The heat source path is composed of linear segments.

*LENS: LENS Convection Values

*LENS

r1, r2, [r3]

r1: r*8: sphere radius. Default 0.d0

r2: r*8: local convection. Default 0.d0

r3: r*8: time gas is turned off. Default 1.d50

This card applies an additional component to the applied convection specified by *CONV in thermal analyses. This is used to simulate the forced convection due to the forced gas flows in the LENS process.

Reference: JC Heigel, P Michaleris, and EW Reutzel. Thermo-mechanical model development and validation of directed energy deposition additive manufacturing of ti-6al-4v. Additive Manufacturing, 2014.

*LENS models the region of forced convection as a sphere whose center is co-located with the center of the simulated heat source as controlled by *LSRF, of a radius r1 in mm, of a value r2 in W/mm², which is cut off at time r3 in seconds.

A custom distribution of the forced convection can be programmed through the lensconvS subroutine in the user.f file.

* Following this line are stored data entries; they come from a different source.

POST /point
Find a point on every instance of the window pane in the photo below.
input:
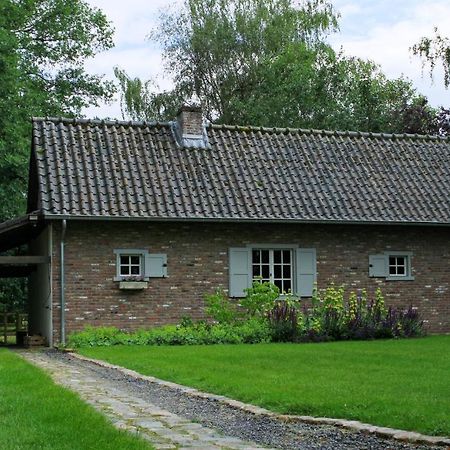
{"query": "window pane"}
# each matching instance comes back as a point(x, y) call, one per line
point(279, 284)
point(277, 256)
point(134, 259)
point(277, 271)
point(287, 285)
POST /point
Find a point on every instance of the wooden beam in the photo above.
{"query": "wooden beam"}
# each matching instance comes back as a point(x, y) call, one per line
point(24, 260)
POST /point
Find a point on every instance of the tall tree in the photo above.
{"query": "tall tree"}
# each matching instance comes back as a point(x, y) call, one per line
point(267, 63)
point(43, 48)
point(433, 51)
point(213, 48)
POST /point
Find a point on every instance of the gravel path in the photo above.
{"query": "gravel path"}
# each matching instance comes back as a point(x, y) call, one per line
point(174, 419)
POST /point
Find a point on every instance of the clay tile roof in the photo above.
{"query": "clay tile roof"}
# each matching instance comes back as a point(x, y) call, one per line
point(113, 169)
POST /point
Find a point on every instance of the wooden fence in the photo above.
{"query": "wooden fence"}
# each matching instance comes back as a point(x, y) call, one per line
point(10, 324)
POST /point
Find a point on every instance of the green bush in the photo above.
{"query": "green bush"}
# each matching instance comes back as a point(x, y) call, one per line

*NELN: Maximum Number of Elements per Node

*NELN

i1: i*4: Max number of elements per node. Default 20

This card is used to increase the max number of elements allowable per node in temporary pre-processing arrays. The card is needed in highly irregular meshes.

*RAMP: Ramping of Boundary Conditions

*RAMP

i1, i2

r11, r12

r21, r22

... *ID

i1, i2

r11, r12

r21, r22

...

i1: r*4: boundary condition ID

i2: r*4: load case number

r11: r*8: multiplier at time r12

r21: r*8: multiplier at time r22

...

Boundary condition ID's:

6 element pressure

7 nodal force

8 nodal displacement

10 nodal temperature

15 nodal heat source

16 distributed heat source

17 convection

18 (radiation emissivity) not implemented

99 point (dash) elements)

For point elements (i1=99), i2 is the material ID of the element.

This card allows for boundary conditions to be scaled with respect to time.

*TAMB: Time-Dependent AMBient Temperature

*TAMB

r11, r12

r21, r22

...

r11: r*8: Ambient temperature value at time r12

r21: r*8: Ambient temperature value at time r22

...

When *TAMB is used, any values defined by *AMBI are ignored.

This option allows for the ambient temperate, in ^oC, during a thermal or mechanical analysis to be dependent on time, to simulate the change of temperature within a machine chamber during processing.